A ben vedere, è difficile trovare dei fervidi sostenitori del dogma tra coloro che ne disinnescano la capacità di incidere sulla realtà, assicurando che non si tratta di cambiare il dogma, ma sostanzialmente di vivere come se non ci fosse; così come non è consuetudine rinvenire delle menti capaci di giudicare la realtà alla luce della fede che non abbiano però una profonda e radicata adesione al dogma.

L’altra fisionomia del principio antidogmatico si presenta a Newman con estrema chiarezza nel novembre del 1834, quando ricevette da parte di Renn Dickson Hampden, tutor all’Oriel College, la seconda edizione di un suo opuscolo intitolato Observations on religious dissent. In questo scritto Hampden sosteneva, secondo quanto riferisce Newman nell’Apologia, che «un dogma è un’opinione teologica sulla quale s’insiste formalmente»; che in queste opinioni teologiche trovavano cittadinanza sia la dottrina trinitaria che quella degli unitariani, che sono l’una la contraddizione dell’altra; che «la chiesa d’Inghilterra è aliena allo spirito dogmatico». Tutti principi che Newman, nella lettera di risposta a Hampden, non aveva esitato a bollare come capaci di «far naufragare completamente la fede cristiana».

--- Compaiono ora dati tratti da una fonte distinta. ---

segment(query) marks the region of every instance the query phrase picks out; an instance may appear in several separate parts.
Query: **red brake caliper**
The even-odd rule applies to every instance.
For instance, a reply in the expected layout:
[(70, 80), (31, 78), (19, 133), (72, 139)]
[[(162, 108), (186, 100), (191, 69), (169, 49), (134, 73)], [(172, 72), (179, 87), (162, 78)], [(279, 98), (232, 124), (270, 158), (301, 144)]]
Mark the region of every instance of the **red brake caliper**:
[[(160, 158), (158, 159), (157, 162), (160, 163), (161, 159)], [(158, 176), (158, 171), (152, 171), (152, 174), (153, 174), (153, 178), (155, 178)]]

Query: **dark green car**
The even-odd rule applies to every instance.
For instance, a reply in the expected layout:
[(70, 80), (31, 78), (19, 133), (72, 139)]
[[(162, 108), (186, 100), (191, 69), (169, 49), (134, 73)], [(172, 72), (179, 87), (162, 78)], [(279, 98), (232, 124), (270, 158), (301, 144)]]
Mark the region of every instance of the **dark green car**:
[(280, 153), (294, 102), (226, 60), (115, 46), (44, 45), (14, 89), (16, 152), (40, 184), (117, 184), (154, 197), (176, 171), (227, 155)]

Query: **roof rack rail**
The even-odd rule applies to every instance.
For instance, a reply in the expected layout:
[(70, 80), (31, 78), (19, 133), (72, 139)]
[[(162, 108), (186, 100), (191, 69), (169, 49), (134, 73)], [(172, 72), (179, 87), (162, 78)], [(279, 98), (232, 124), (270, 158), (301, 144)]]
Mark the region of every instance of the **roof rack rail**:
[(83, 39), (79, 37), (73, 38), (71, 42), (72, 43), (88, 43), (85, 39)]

Nel 1837, dopo circa tre anni di lavoro, veniva pubblicato The Prophetical office of the Church, che costituiva la sua riflessione teologica per dare una forma definita alla via media. Nell’introduzione dell’opera, Newman mostrava ancora una volta lo spirito che lo aveva animato: «Ciò di cui abbiamo bisogno per il bene della nostra chiesa non è la capacità d’inventiva, l’originalità, l’acume, neppure l’erudizione […], per quanto tutti i doni di Dio siano in una certa misura necessari; abbiamo particolare bisogno di sano discernimento, paziente pensiero, capacità di analisi e di sintesi, rinuncia a tutte le fantasie e capricci personali, a tutti i gusti soggettivi: in una parola, della divina sapienza».

Tre dovevano essere i pilastri di questa via media, fondata non sul gusto personale, ma sui «cumuli di dottrina» che attendevano di essere riportati alla luce e ordinati: «il dogma, il sistema sacramentale e l’anti-romanismo». Solo che da nessuna parte esisteva nel concreto questa “via”; Newman lo sapeva, ma lanciava una sfida: «Rimane ancora da vedere se […] è suscettibile d’esser professata e seguita nella pratica, informando di sé un’ampia sfera d’attività, o se invece non è che una varietà o uno stato di transizione del cattolicesimo romano e del protestantesimo popolare». E commenta: «Nutrivo fiducia ch’essa si sarebbe un giorno rivelata una religione a sé stante». Così non sarà: il principio dogmatico e sacramentale avrebbero ben presto sgretolato l’anti-romanismo.